Jorge Solis
The recent technological advances in robot technology, musical information retrieval, artificial intelligence, etc. are enabling humanoid robots to roughly emulate the physical and perceptual capabilities of musicians while playing musical instruments. In particular, a wind instrument playing humanoid robot requires many different complex systems to work together integrating musical representation, techniques, expressions, detailed control and sensitive multimodal interactions within the context of a piece, as well as interactions between performers. More recently, the development of human-friendly robots drives research that aims at autonomous or semi-autonomous robots that are natural and intuitive for the average consumer to: interact with; communicate with; and work with as partners, besides learning new capabilities. In this talk, the research on the development of wind playing instrument humanoid robots is given.

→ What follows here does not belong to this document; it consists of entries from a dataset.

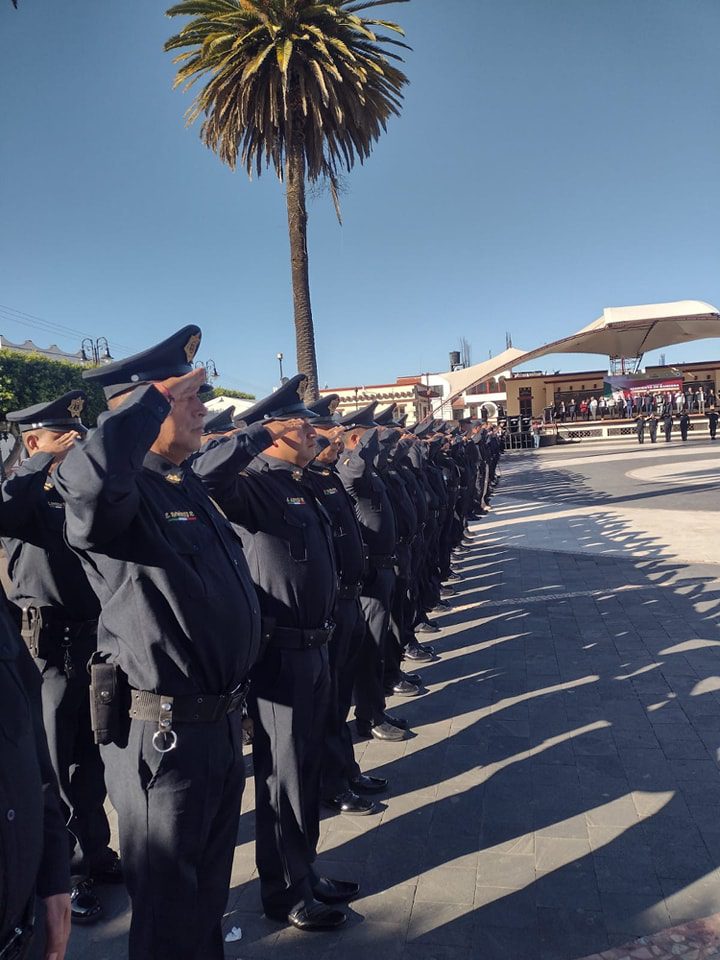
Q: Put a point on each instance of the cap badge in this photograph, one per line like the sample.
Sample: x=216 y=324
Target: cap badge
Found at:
x=191 y=347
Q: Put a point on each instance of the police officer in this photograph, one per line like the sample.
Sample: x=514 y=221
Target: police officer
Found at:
x=652 y=427
x=287 y=537
x=684 y=424
x=713 y=417
x=377 y=523
x=342 y=783
x=667 y=425
x=640 y=427
x=178 y=632
x=59 y=612
x=33 y=837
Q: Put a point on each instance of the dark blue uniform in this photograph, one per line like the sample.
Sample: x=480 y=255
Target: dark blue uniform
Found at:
x=287 y=538
x=48 y=581
x=181 y=619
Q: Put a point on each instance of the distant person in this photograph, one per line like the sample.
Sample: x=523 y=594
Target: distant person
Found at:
x=667 y=426
x=640 y=428
x=684 y=424
x=713 y=417
x=652 y=427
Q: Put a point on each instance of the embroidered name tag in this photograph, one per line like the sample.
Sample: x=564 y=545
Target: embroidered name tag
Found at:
x=180 y=516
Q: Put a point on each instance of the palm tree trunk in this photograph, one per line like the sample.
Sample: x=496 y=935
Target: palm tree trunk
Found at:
x=297 y=227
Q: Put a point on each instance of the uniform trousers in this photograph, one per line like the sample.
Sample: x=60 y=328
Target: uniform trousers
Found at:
x=75 y=756
x=345 y=648
x=178 y=816
x=375 y=601
x=288 y=703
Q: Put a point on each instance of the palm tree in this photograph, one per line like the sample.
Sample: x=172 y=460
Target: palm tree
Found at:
x=303 y=86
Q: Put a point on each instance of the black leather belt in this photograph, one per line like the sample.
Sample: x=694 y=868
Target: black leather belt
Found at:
x=292 y=638
x=187 y=708
x=349 y=591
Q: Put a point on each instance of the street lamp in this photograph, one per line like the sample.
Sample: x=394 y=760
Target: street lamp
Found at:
x=95 y=351
x=210 y=368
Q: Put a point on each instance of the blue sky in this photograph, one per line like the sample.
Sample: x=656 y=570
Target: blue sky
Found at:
x=554 y=157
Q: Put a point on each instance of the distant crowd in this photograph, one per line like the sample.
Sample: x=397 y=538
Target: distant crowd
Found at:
x=618 y=406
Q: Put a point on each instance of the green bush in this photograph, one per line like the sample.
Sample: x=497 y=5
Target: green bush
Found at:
x=26 y=379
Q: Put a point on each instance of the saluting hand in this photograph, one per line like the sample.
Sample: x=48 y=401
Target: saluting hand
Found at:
x=281 y=428
x=59 y=445
x=175 y=389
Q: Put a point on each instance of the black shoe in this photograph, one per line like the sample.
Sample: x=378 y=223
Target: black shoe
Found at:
x=399 y=722
x=109 y=871
x=311 y=916
x=402 y=689
x=380 y=731
x=349 y=802
x=84 y=905
x=335 y=891
x=419 y=654
x=412 y=678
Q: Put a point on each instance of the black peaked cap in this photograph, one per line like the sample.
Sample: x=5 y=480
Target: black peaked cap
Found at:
x=62 y=413
x=386 y=417
x=219 y=421
x=363 y=417
x=172 y=357
x=321 y=407
x=283 y=404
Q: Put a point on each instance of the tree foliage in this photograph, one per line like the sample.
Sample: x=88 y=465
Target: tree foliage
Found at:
x=26 y=379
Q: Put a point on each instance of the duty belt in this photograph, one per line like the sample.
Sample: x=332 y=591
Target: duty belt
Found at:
x=349 y=591
x=292 y=638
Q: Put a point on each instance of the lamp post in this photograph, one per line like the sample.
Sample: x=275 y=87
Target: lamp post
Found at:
x=95 y=351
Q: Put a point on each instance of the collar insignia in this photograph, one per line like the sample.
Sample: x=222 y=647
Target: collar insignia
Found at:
x=191 y=347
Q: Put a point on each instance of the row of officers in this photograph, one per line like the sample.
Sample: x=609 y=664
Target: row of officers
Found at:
x=172 y=571
x=665 y=423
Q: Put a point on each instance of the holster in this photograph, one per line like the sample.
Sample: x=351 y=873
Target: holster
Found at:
x=109 y=702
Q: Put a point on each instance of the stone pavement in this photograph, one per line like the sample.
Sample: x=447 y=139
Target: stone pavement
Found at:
x=560 y=794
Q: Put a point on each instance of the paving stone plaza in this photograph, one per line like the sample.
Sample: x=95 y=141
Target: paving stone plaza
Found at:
x=560 y=794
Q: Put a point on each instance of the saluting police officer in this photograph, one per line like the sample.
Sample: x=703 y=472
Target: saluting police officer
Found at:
x=33 y=836
x=342 y=783
x=377 y=524
x=59 y=612
x=287 y=537
x=178 y=632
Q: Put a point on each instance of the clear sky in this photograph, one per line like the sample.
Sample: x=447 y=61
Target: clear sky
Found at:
x=554 y=157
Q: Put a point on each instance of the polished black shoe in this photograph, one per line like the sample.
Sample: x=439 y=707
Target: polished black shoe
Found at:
x=109 y=870
x=412 y=678
x=364 y=783
x=399 y=722
x=311 y=916
x=349 y=802
x=84 y=905
x=419 y=654
x=402 y=689
x=335 y=891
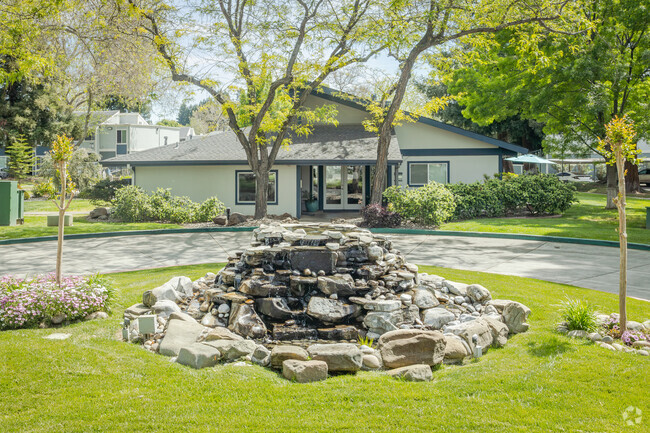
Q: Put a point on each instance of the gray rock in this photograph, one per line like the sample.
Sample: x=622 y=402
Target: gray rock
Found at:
x=330 y=310
x=178 y=335
x=515 y=315
x=456 y=350
x=344 y=357
x=383 y=305
x=458 y=289
x=198 y=355
x=371 y=362
x=261 y=356
x=437 y=317
x=165 y=308
x=281 y=353
x=412 y=373
x=424 y=299
x=478 y=293
x=477 y=327
x=339 y=284
x=304 y=371
x=498 y=329
x=408 y=347
x=135 y=311
x=245 y=321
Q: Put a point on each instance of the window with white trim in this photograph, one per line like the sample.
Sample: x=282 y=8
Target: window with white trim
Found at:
x=421 y=173
x=121 y=136
x=246 y=187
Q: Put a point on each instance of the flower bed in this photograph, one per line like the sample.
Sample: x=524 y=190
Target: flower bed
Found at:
x=40 y=301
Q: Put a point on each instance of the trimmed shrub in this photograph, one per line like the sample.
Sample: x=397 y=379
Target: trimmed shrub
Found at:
x=375 y=215
x=431 y=204
x=104 y=190
x=134 y=205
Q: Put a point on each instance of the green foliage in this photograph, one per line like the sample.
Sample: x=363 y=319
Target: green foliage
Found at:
x=579 y=315
x=431 y=204
x=132 y=204
x=21 y=158
x=104 y=190
x=83 y=168
x=44 y=189
x=537 y=194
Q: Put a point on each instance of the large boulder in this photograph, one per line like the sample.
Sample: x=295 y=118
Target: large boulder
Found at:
x=198 y=355
x=304 y=371
x=345 y=357
x=165 y=308
x=281 y=353
x=466 y=330
x=437 y=317
x=412 y=373
x=245 y=321
x=179 y=334
x=339 y=284
x=498 y=329
x=515 y=315
x=411 y=346
x=456 y=350
x=478 y=293
x=330 y=310
x=424 y=299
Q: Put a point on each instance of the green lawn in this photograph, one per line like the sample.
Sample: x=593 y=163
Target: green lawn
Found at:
x=540 y=382
x=587 y=219
x=36 y=225
x=49 y=206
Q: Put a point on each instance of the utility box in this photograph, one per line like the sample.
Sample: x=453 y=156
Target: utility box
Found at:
x=12 y=203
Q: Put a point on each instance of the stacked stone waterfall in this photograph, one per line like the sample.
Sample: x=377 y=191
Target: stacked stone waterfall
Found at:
x=323 y=287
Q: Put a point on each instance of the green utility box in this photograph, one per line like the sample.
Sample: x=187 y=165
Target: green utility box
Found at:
x=12 y=203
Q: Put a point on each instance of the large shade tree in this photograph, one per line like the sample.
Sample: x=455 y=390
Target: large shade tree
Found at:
x=413 y=28
x=271 y=53
x=575 y=83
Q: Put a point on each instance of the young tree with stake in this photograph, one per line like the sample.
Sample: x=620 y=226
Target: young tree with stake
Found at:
x=61 y=152
x=619 y=147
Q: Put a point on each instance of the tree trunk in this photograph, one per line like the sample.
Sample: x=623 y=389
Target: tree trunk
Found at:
x=261 y=192
x=632 y=183
x=622 y=235
x=62 y=207
x=611 y=186
x=381 y=167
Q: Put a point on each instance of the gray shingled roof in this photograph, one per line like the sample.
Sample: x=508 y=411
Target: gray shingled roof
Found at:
x=326 y=145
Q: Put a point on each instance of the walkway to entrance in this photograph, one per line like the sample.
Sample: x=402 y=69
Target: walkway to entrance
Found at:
x=593 y=267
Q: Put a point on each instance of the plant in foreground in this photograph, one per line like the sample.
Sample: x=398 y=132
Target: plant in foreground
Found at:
x=579 y=315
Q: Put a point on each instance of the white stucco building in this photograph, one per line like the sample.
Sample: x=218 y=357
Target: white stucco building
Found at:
x=335 y=163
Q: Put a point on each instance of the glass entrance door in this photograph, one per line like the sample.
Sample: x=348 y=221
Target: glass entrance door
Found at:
x=344 y=187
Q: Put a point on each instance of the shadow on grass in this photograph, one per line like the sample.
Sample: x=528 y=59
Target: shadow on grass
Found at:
x=552 y=347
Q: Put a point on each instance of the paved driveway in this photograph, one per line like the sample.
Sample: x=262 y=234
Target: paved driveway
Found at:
x=587 y=266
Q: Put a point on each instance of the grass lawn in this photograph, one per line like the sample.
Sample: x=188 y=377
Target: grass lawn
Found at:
x=540 y=382
x=36 y=225
x=77 y=205
x=587 y=219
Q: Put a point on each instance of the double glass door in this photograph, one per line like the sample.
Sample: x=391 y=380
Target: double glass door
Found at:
x=344 y=187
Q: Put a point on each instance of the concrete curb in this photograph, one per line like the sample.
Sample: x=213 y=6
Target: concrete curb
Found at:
x=539 y=238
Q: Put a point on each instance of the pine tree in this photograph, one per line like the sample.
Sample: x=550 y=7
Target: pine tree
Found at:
x=21 y=158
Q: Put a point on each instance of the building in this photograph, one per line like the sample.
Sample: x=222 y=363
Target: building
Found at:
x=334 y=164
x=112 y=133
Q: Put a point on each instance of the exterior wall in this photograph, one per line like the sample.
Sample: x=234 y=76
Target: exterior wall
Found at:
x=466 y=169
x=200 y=182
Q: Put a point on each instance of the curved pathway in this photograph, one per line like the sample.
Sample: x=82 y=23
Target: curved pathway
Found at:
x=593 y=267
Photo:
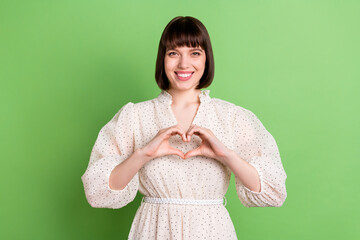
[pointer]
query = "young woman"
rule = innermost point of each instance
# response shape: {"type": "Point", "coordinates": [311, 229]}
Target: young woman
{"type": "Point", "coordinates": [180, 148]}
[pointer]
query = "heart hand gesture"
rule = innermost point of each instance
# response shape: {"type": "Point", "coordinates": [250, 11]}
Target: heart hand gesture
{"type": "Point", "coordinates": [159, 146]}
{"type": "Point", "coordinates": [210, 146]}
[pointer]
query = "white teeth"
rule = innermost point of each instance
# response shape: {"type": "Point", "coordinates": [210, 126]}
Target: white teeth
{"type": "Point", "coordinates": [184, 75]}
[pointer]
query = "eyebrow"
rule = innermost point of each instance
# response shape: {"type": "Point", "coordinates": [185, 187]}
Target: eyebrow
{"type": "Point", "coordinates": [192, 49]}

Qualitative experimental evaluations are described to understand what kind of impression musicians have about the robot’s performance, and therefore, to raise their possible implications.
Speaker: After his Ph.D. in Robotics at the Scuola Superiore Sant'Anna in Pisa, Italy, he went as postdoc to Japan and works since 2011 as Associated Professor at the Karlstad University in Sweden and at the same time at the Waseda University in Tokyo. His interest is focussed on the interaction between humans and robots and the cognition theoretical and ethical aspects of this interaction.